Cotidiano

Impactos, vulnerabilidade e adaptação

Marco Antônio Del Grande • 08/11/2018 04:05:00

O Painel Brasileiro de Mudanças Climáticas é um grupo científico criado pelo governo brasileiro para estudar o tema do aquecimento global na perspectiva brasileira. O RAN1 foi dividido em três volumes, cada qual sob a responsabilidade de um dos Grupos de Trabalho. O Volume 2 – Impactos, Vulnerabilidade e Adaptação, assinala os vastos impactos decorrentes do aquecimento global sobre todos os sistemas naturais da Terra e suas consequências negativas de grande magnitude para todos os setores da sociedade.

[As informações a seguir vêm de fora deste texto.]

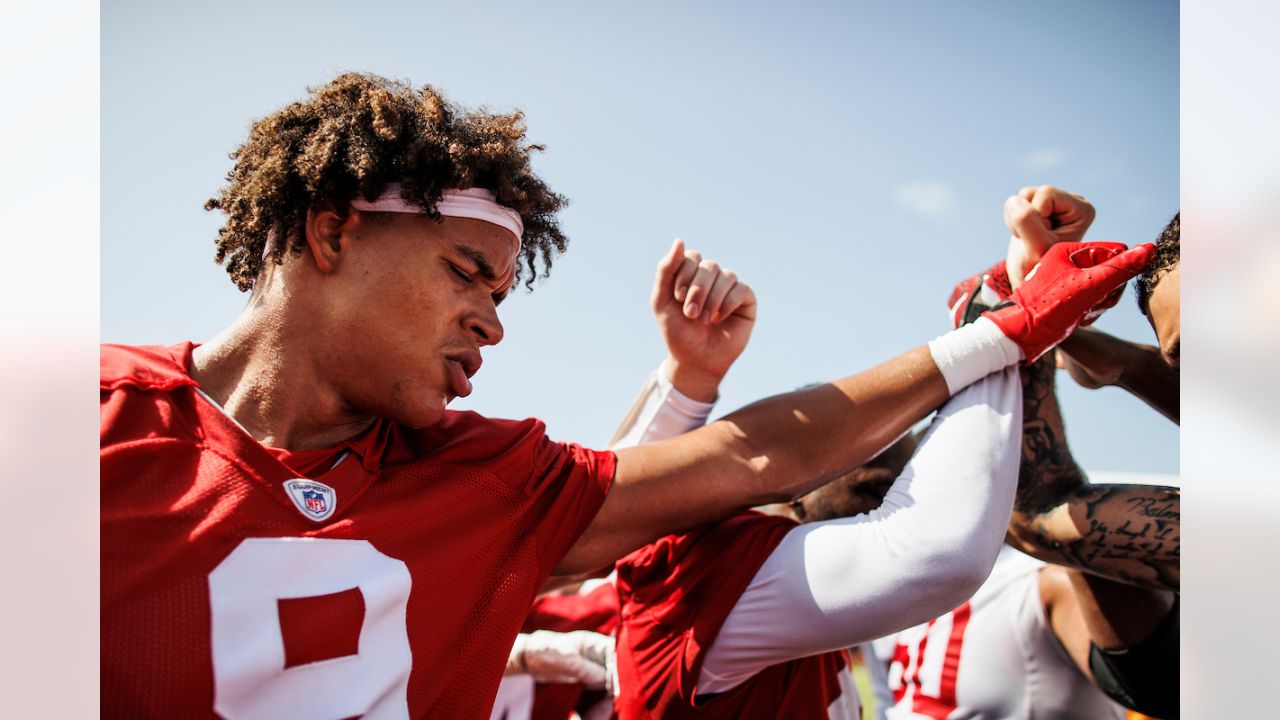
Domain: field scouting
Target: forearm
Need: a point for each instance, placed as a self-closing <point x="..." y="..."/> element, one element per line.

No caso do Brasil, os principais efeitos primários esperados estão no ciclo da água. Este ciclo tem um papel de importância superlativa em vários outros aspectos básicos, como na preservação da cobertura vegetal, na fertilidade dos solos, no equilíbrio hídrico dos rios e lagos e na sobrevivência da fauna, e alterações em suas características têm repercussões de longo alcance, tanto no meio ambiente como na sociedade, que têm florescido sob um regime estável de precipitações e se habituaram a ele. As mudanças previstas nas chuvas, tanto para mais quanto para menos, conforme a região, devem provocar consequências negativas em larga escala para a sociedade.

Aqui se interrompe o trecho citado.